Investigating the Metabolic Response Following Intake of 2 Metabolic Preconditioning Drinks: a Randomized Double-blind Crossover Healthy Volunteer Study

Clinical Trial Details — Status: Completed

Administrative data

• NCT number: NCT00909701
• Other study ID #: B/12/2008
• Status: Completed
• Phase: N/A
• First received: May 27, 2009
• Last updated: July 17, 2009
• Start date: May 2009
• Est. completion date: May 2009

Study information

• Verified date: July 2009
• Source: University of Nottingham
• Contact: n/a
• Is FDA regulated: No
• Health authority: United Kingdom: Research Ethics Committee
• Study type: Interventional

Clinical Trial Summary

Surgical patients are usually starved for 8 to 12 hours before operation in order to reduce the chances of vomiting and other complications during the anaesthetic. Recent studies have suggested that this period of starvation might be harmful as it 'weakens' or 'stresses' the body before the operation. To avoid these harmful effects of starvation, patients are now given carbohydrate drinks (sugar-containing drinks that provide energy for the body) up to 2 hours before the operation. These drinks have been shown to make patients feel better, reduce sickness after the anesthetic/surgery and result in quicker recovery from operation. But the ways in which the sugar drinks have these beneficial effects on the body are unknown. The optimum time of giving these drinks to patients before operation is also unknown. This study will investigate the hormone responses of the body, following intake of 2 different carbohydrate drinks, in order to determine the optimum time of intake of these drinks in order to obtain the maximum benefits for the body.

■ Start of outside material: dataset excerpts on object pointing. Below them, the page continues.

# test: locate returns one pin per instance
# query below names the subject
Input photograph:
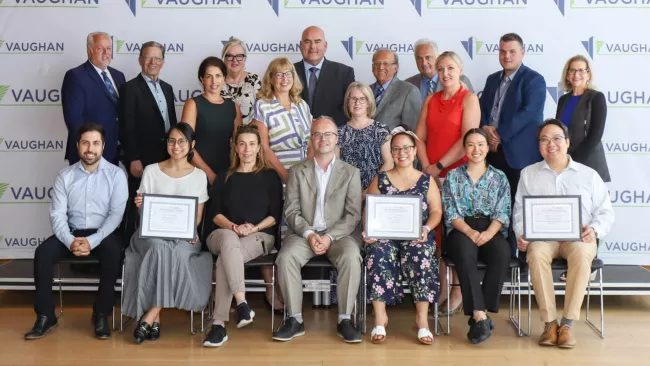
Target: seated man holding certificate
(323, 209)
(88, 201)
(391, 262)
(247, 208)
(476, 200)
(559, 175)
(167, 273)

Recruitment information / eligibility

• Status: Completed
• Enrollment: 15
• Est. completion date: May 2009
• Est. primary completion date: May 2009
• Accepts healthy volunteers: Accepts Healthy Volunteers
• Gender: Male
• Age group: 18 Years to 40 Years

Eligibility

Inclusion Criteria:

• healthy male Caucasian volunteers aged 18-40 years,

• BMI of 20-25 kg/m2,

• able to give voluntary written informed consent to participate in the study, - able to understand the requirements of the study, including anonymous publications, AND

• agree to co-operate with the study procedure.

Exclusion Criteria:

• any history of acute or chronic illness, smoking, regular medication or substance abuse, OR

• have taken part in any other clinical study within the previous 3 months.

Study Design

Allocation: Randomized, Intervention Model: Crossover Assignment, Masking: Double Blind (Subject, Caregiver, Investigator, Outcomes Assessor), Primary Purpose: Basic Science

Related Conditions & MeSH terms

• Starvation

Intervention

Dietary Supplement:
• PreOP Booster
1 serving of 400 ml per study arm
• PreOP (Nutricia Clinical Care, Trowbridge, UK)
1 serving of 400 ml per study arm

Locations

Country	Name	City	State
United Kingdom	Nottingham Digestive Diseases Centre Biomedical Research Unit	Nottingham	Nottinghamshire

Sponsors (2)

Lead Sponsor	Collaborator
University of Nottingham	Enhanced Recovery After Surgery Group (part of ESPEN)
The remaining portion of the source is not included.